On a recent vacation to the Big Island of Hawaii I was treated to the beauty of seeing the ocean from the sky as well as from under the sea. Both were different perspectives than my usual terrestrial existence.

In a helicopter I saw the vast blue and turquoise sea stretching endlessly to the horizon. From this vantage point the ocean looked calm and clear as glass. At one point it met a narrow black sand beach bordering a jungle. A valley was flanked on either side by hills covered with lush green trees and numerous waterfalls. It looked so primordial and untouched that I expected dinosaurs to appear. It was truly a tropical paradise.

While snorkeling I saw numerous types of colorful fish with unpronounceable names like the humuhumunukunukuāpuaʻa. I observed their everyday behavior close up. Fish lined up like cars going through a car wash to enjoy a “cleaning station” where smaller fish swim into their mouth and gills and onto their scales to eat tiny parasites.

However, one beautiful day at the beach turned unpleasant and then potentially dangerous. First, I was batted about by waves while snorkeling and pushed into rocks. A large eel ate a beautiful fish and a man speared an octopus. Moss covered lava close to shore caused people to slip and fall. One lifeguard grabbed her megaphone and yelled for everyone to get out of the water because of 15-foot tiger shark sightings while other lifeguards jumped on their surfboards and paddled out to warn people who didn’t hear the warning.

Looking back, the scariest part of the day actually took place two hours prior to the shark warning. Earlier that morning I watched my youngest niece make her first ocean swim with her swim class. She was so far out that she looked about the size of a microdot then disappeared from view. When the class returned, the kids were delighted because a pod of dolphins swam underneath and around them part of the time. The instructor said the dolphins nudged them on a different course and departed once the swimmers made it to a buoy close to shore. In retrospect, could this playfulness actually have been the dolphins protecting the kids from the sharks? I’ve heard of dolphins saving humans but never expected it would happen to someone I know.

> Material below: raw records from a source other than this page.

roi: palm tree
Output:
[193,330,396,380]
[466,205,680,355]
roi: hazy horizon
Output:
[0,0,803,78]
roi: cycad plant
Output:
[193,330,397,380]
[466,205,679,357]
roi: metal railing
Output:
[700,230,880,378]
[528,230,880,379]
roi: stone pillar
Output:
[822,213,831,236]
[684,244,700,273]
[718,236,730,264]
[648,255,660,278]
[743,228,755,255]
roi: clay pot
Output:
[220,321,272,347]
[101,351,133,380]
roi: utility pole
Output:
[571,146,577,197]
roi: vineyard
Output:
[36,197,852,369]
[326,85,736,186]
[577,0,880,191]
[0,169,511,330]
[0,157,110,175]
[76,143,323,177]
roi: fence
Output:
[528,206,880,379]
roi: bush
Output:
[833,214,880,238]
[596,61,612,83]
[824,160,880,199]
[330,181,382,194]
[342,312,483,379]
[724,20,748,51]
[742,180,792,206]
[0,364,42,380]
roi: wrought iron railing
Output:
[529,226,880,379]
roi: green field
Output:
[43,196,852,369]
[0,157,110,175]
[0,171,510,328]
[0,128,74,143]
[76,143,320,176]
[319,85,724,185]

What I learned from this experience is that life may appear tranquil from a great distance but there can be unseen currents churning beneath the surface – some potentially deadly. I think this is true with a gripping book. In the beginning a character often appears to have the perfect family, job and friends. Series of unexpected challenges increasing in intensity ratchet up the tension and a character may be unaware of what lies beneath. As we move closer to the situation, the shiny façade fades and cracks show. Delving further into the character’s life we discover why she committed a crime or why she was the victim. Along the way allies assist and steer the hero away from danger toward the best path ensuring a satisfying conclusion.

5 comments:

Warren Bull said...

Good examples that things are never quite what they seem to be in mysteries.

E. B. Davis said...

The situation you describe is Stepford Wife material. Everything seems what it isn't.

And yet, the most terrifying to me is when all really is well, and then hell hits from behind. That smacks of reality, and people can identify with that terror of waking up and everything has changed.

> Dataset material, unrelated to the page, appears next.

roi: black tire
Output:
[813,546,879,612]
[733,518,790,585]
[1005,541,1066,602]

As Dorothy Parker asked, "What fresh hell is this?"

Kara Cerise said...

Good point, Warren, that in mysteries things are never quite what they seem.

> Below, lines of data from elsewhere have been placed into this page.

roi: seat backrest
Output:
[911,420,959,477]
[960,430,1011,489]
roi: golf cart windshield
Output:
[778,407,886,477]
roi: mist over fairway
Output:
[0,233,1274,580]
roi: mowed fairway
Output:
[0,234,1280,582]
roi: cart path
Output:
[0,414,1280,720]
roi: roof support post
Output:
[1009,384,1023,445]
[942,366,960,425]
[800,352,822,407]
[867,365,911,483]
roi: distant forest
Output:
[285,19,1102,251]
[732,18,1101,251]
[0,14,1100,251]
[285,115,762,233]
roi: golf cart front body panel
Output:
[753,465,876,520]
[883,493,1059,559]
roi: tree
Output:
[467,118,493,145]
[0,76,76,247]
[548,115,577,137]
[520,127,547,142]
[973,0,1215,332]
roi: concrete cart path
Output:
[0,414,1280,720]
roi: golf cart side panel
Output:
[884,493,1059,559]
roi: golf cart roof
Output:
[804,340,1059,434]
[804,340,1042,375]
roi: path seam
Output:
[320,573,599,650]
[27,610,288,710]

I agree, E.B., that the most frightening time is when things are going along smoothly and then Wham! At the end of my perfect day turned ugly my thought was, "I was almost in a thriller."

Donnell said...

Cool post, Kara. Love your thoughts on the dolphins. Who knows. You may be right. What makes a great mystery in my opinion is when something occurs out of the ordinary and stirs up trouble. What better place than the ocean to do this!

Kara Cerise said...

That is so true, Donnell. Unexpected and unusual events that stir up trouble make for really interesting mysteries!